Les cités grecques pouvaient choisir leur population, d'autant plus quand c'étaient de nouvelles colonies, s'identifiant comme ethnos, ce qui ne veut pas dire race mais une communauté de pratiques, de coutumes et croyances. C'est dans ce cadre qu'on peut parler de philia, d'un lien fraternel constitutif de la cité - mais qui n'empêchait pas pourtant la discorde, les guerres civiles, les révolutions...
Ce type de société et de démocratie ne peut concerner que de relativement petites communautés, ne pouvant s'appliquer qu'à des cités dans une démocratie de face à face, ce que soulignent aussi bien Aristote que Rousseau. Le passage à une "démocratie nationale" est une escroquerie dans les mots, d'autant plus à prétendre se référer à la démocratie athénienne. Aussi bien dans un royaume que dans un empire, c'est la géographie qui décide de votre statut de sujet ou de citoyen, ce n'est plus du tout un choix libre d'association, et ne le sera plus jamais. En effet, dans un Etat de Droit, on ne choisit pas non plus ses voisins.

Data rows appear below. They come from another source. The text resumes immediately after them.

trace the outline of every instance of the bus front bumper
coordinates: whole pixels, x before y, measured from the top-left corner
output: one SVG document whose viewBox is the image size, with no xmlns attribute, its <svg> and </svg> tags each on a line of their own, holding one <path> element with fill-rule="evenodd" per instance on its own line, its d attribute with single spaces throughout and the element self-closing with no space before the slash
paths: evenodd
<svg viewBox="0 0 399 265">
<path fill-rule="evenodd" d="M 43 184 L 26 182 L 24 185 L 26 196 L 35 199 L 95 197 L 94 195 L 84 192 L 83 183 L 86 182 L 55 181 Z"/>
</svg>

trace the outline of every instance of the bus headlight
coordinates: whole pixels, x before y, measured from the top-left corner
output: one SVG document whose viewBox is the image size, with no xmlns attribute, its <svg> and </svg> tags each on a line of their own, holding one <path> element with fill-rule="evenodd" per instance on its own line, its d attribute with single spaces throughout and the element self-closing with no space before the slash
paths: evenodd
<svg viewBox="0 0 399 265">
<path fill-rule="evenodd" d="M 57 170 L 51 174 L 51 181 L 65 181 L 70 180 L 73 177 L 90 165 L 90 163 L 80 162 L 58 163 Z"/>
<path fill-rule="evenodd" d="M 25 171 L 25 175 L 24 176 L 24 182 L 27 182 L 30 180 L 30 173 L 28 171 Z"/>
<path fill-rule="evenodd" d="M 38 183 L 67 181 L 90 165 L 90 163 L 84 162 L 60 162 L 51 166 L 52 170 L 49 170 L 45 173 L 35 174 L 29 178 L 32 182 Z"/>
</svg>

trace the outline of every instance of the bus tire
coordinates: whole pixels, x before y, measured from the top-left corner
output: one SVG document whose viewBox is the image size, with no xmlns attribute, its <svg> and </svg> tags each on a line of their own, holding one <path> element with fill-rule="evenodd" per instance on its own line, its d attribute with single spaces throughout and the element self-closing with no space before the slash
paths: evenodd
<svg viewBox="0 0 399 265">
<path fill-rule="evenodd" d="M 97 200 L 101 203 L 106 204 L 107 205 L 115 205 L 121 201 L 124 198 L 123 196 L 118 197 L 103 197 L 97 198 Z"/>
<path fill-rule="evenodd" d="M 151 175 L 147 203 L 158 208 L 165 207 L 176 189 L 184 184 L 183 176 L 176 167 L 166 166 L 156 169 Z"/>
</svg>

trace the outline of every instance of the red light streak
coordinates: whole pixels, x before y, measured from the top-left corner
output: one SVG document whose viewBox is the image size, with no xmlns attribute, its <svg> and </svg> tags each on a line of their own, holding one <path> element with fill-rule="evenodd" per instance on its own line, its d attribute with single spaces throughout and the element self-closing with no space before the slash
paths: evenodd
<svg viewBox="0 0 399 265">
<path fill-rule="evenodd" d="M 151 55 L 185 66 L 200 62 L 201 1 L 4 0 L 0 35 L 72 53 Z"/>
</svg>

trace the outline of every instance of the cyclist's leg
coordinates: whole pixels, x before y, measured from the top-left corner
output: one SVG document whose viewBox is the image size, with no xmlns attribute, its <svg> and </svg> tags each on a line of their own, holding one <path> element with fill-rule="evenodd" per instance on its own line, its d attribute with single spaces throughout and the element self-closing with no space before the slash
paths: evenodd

Il n'y a pas de "pouvoir du peuple" qui tienne car il n'y a pas de "peuple" à un niveau national, devenu pure fiction, le populiste qui prétend le représenter se fonde toujours sur une exclusion (on le voit en Italie avec les Roms italiens qui sont visés aussi par la xénophobie). Il y a tout au plus une dictature de la majorité (dans un système électif représentatif). C'est bien ce à quoi sert la référence à la démocratie athénienne justifiant effectivement fascisme et nazisme, le choix des bons citoyens dont on partage race, valeurs et religion.
L'image d'Athènes justifie toutes les xénophobies et guerres des religions (un bon nombre de condamnations à mort l'étaient pour des raisons religieuses). Le monde moderne est un monde mélangé, depuis longtemps mais s'accélérant. La démocratie moderne n'a rien du pouvoir du peuple en arme. Dans ce monde unifié, la démocratie ne sert qu'à choisir qui occupera le poste d'élu. Les souverainistes qui s'imaginent que le "peuple" aurait le pouvoir de choisir son destin indépendamment du reste de la planète s'imaginent pouvoir bouter les étrangers hors de leur pays, ce qu'ils ne pourront pas malgré les horreurs qu'on fait subir aux migrants. C'est donc très dangereux. Aujourd'hui ceux qui se réclament de la démocratie sont sur une pente fascisante, ce qu'on appelle des démocratures, appel à un pouvoir fort.
Il ne s'agit pas du tout comme on nous le répète sans cesse de choisir le monde ni la France dans lesquels on veut vivre en restant dans un entre-soi convivial. Non, on n'est plus du tout en "démocratie" dans ce sens là, sauf possiblement au niveau local, nous sommes dans un monde interconnecté et un marché mondialisé. On ne nous demande pas d'aimer nos voisins, juste de respecter la loi et la coexistence. C'est donc bien tout le problème de la communauté qui a mené le nazisme à ses industries de mort.
Sinon, les nazis parlaient beaucoup d'Etat mais ce n'est pas l'Etat qui régnait, plutôt des organisations parallèles, une hiérarchie nazi. Pour Heidegger, mourir pour l'Allemagne, n'est pas mourir pour les siens mais pour une idée, une culture, une langue, un destin, une communauté vivante. Rien à voir encore une fois avec les Grecs qui défendaient leur liberté.